Johannesburg - Pumps at fuel stations across the country could go dry from today as about 15 000 workers aligned to the Chemical, Energy, Printing, Wood and Allied Workers Union (Ceppwawu) go on strike in demand of higher wages.

Read also: Fill your tank! Fuel shortage looming

The union notified the National Petroleum Employment Association (NPEA) it would go on strike if its demand for a 9 percent wage increase over one year was not met.

The association had offered a multiyear 6.5 percent increase, but Ceppwawu said yesterday that it had already served NPEA with a 48-hour industrial strike notice, which would come into effect from today.

The strike is likely to affect crude oil refineries and fuel depots, but fears of shortages are also likely to trigger panic buying of fuel in anticipation of shortages.

While the fuel retailers are not part of the wage dispute, they stand to lose money if the strike results in fuel shortages.

South Africa’s major petroleum companies yesterday moved to allay fears of fuel supply shortages, saying they had contingency plans in place.

Chevron South Africa confirmed that it had received notification from Ceppwawu of the impending strike action.

The company said it would ensure that sufficient supplies of fuel and related products were available to its customers at its national network of Caltex service stations.

Chevron also owns the 110 000 barrels-a-day refinery in Cape Town.

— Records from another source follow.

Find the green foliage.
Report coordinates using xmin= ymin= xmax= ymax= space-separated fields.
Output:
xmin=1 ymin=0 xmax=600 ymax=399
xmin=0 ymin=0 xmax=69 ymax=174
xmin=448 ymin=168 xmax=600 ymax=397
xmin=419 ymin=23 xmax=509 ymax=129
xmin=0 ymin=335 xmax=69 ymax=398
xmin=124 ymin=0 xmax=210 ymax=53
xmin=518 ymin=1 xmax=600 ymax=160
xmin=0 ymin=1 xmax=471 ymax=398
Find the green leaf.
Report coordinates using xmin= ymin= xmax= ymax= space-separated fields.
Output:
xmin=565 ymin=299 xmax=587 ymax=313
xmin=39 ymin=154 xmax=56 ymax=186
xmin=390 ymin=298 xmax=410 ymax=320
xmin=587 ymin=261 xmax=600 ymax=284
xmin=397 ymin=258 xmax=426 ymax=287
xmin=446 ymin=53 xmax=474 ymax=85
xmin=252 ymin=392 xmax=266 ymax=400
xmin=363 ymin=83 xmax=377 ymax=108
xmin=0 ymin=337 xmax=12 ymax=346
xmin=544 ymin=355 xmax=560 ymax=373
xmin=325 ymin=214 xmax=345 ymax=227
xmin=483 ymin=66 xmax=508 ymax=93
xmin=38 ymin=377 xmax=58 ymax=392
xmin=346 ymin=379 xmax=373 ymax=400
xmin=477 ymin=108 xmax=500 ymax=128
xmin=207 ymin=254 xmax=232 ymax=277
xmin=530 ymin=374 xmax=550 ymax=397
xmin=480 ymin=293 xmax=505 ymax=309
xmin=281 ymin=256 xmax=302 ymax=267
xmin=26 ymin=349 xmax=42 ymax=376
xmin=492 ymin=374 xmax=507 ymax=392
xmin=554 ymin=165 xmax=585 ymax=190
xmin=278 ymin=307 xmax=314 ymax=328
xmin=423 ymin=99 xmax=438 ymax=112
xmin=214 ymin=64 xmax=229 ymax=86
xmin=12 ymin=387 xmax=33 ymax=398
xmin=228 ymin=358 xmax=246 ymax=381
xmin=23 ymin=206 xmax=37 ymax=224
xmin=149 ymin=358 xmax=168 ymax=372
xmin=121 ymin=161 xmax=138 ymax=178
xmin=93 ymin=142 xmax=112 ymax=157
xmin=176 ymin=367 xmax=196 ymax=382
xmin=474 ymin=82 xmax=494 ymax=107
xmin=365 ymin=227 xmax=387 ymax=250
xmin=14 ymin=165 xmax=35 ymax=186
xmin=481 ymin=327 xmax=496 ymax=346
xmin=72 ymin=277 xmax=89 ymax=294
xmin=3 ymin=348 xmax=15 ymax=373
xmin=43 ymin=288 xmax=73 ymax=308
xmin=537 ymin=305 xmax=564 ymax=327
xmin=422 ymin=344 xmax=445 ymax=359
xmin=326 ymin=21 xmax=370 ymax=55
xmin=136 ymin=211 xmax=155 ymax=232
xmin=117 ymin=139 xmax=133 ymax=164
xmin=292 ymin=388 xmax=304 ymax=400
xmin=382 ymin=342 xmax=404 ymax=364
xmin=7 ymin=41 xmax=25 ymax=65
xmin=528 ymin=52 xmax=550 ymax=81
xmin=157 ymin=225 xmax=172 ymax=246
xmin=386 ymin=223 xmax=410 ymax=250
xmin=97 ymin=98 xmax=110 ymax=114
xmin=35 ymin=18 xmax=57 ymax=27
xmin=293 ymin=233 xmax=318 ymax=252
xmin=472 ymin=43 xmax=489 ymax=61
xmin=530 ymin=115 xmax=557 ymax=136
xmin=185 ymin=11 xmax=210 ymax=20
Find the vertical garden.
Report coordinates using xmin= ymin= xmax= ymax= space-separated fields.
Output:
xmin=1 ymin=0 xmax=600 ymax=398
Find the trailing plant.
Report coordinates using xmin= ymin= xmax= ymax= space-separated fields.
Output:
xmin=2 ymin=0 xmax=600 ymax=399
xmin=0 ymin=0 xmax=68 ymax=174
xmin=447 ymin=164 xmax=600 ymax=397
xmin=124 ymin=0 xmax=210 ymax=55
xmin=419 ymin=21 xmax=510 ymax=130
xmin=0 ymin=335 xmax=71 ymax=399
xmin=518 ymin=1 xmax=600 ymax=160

“We have prepared for the possibility of a strike and while nothing can be guaranteed, we will do as much as reasonably possible to ensure the continued supply of fuel products to our customers. Our refinery and terminals will continue operations and we do not anticipate any delivery interruptions from our haulers, as their drivers are not affiliated to Ceppwawu,” Chevron spokeswoman Suzanne Pullinger said.

Energy and chemicals group, Sasol, which has a network of service stations across the country, said the strike would affect its petroleum operating businesses, Sasol Synfuels, the National Petroleum Refiners of South Africa (Natref) and Sasol Energy.

The Natref refinery in Sasolburg is a joint venture between Sasol and Total South Africa.

Minimum disruption

“Sasol has put contingency plans in place to ensure the minimum disruption to our customers, as well as to ensure the safety of our employees and contractors during this time, and will continue to proactively monitor the situation. Sasol remains committed to the safety of its employees and the community,” Sasol said in a statement.

Avhapfani Tshifularo, the South African Petroleum Industry Association executive director, said the industry body would monitor the impact of the strike. “At the moment we do not have any issues with availability of (petroleum) products,” Tshifularo said.

Cosatu threw its weight behind the strike. Cosatu spokesman Sizwe Pamla said Ceppwawu’s demands were justified considering the relatively high inflation.

Pamla said the price of bread had gone up 10.6 percent and transport by 8.7 percent.

He dismissed NPEA’s 6.5 percent offer as “wholly inadequate”.

“Cosatu is calling on the employers to accede to the workers’ demands of a 9 percent wage increase, minimum wage of R8 000 and a one-year agreement.

“To avoid strikes and improve labour relations, employers need to address the extreme levels of inequality and poverty wages they pay workers,” Pamla said.